Further reaction to Twilight

29 12 2009

Ok, I downloaded the third book.

I realized that, aside from wanting some trashy reading on my vacation, I needed to know what this whole thing was about. Yeah, I’ve been bitching from the sidelines and yammering on and on about how stupid this all is, but the truth is that I was echoing sentiments of others. And it seemed unfair for me to complain about something I hadn’t read a single line of.

I’m now halfway through the third book and I’ve gotta tell you . . . this stuff is disturbing.

Not because of the whole vampire-werewolf supernatural blah blah blah. And not because it’s fluff. But because of how it portrays female sexuality.

These books are about abstinence, first of all. Edward won’t sleep with Bella until they’re married. Which, hey, I’m not against abstinence. Girls, don’t sleep with people until you’re old enough to know what you’re doing and can give legal consent. I’m all for that. So you want to veil an abstinence lesson in these terms? Go ahead.
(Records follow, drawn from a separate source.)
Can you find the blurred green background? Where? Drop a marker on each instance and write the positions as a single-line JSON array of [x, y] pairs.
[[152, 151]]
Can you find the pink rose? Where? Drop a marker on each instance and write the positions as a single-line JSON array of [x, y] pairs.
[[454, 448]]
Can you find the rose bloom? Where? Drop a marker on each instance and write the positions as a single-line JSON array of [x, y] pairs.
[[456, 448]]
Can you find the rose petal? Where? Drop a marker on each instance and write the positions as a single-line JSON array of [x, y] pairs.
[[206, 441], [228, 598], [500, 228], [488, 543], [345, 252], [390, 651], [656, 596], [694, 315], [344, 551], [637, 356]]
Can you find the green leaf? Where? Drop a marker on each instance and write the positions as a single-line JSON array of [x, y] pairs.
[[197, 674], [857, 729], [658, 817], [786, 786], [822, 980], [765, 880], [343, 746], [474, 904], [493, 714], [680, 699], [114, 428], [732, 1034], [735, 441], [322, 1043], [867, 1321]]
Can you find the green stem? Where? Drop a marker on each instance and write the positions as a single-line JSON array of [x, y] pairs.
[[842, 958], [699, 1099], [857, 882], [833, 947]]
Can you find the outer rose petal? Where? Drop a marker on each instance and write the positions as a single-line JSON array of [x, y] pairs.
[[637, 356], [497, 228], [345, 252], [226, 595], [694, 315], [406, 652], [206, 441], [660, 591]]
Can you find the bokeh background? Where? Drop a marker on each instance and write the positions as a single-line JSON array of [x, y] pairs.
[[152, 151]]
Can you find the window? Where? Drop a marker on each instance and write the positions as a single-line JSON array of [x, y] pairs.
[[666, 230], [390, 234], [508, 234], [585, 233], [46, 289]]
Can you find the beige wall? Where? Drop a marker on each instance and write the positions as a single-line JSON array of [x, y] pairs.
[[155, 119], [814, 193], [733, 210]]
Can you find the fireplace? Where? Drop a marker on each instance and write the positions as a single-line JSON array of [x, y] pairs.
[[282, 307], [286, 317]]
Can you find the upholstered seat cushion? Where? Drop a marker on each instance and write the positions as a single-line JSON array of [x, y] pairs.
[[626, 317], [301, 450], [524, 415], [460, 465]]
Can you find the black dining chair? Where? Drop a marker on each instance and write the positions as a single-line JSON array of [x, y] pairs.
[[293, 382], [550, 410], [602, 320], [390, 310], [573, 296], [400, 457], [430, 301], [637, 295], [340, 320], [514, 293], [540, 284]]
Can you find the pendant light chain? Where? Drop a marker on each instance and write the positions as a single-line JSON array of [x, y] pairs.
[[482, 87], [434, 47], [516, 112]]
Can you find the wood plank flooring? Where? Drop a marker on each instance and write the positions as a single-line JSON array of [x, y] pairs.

What bothers me most is that it’s providing a view of female sexuality as dangerous and abnormal. As something to be avoided at all costs.

Stick with me here.

Bella kisses Edward, and he constantly pulls away. Why? Because he might snap and kill her. And when she has a normal, hormonal reaction, such as, I don’t know, wanting to kiss him a little more or wanting to maybe get a little frisky, he chastises her. I’m completely serious. In this world, completely normal sexual urges put a girl in a position to die.  While Edward might be battling her temptation, Bella is working hard not to be a temptation in the first place by denying what she wants.

On the other hand, when she’s around Jacob (the werewolf) who she could ostensibly be sexual around, she has to avoid making him too angry or he could hurt her. Again, I’m completely serious. She’s even shown a consequence of this when she meets a woman, Emily, with scars across her face from the time she was too close to her own werewolf boyfriend and he changed, lashed out, and mauled her.

The lessons aren’t too hard to interpret: Don’t be tempting. Don’t have sexual urges. Don’t make these men angry. Dire results will follow.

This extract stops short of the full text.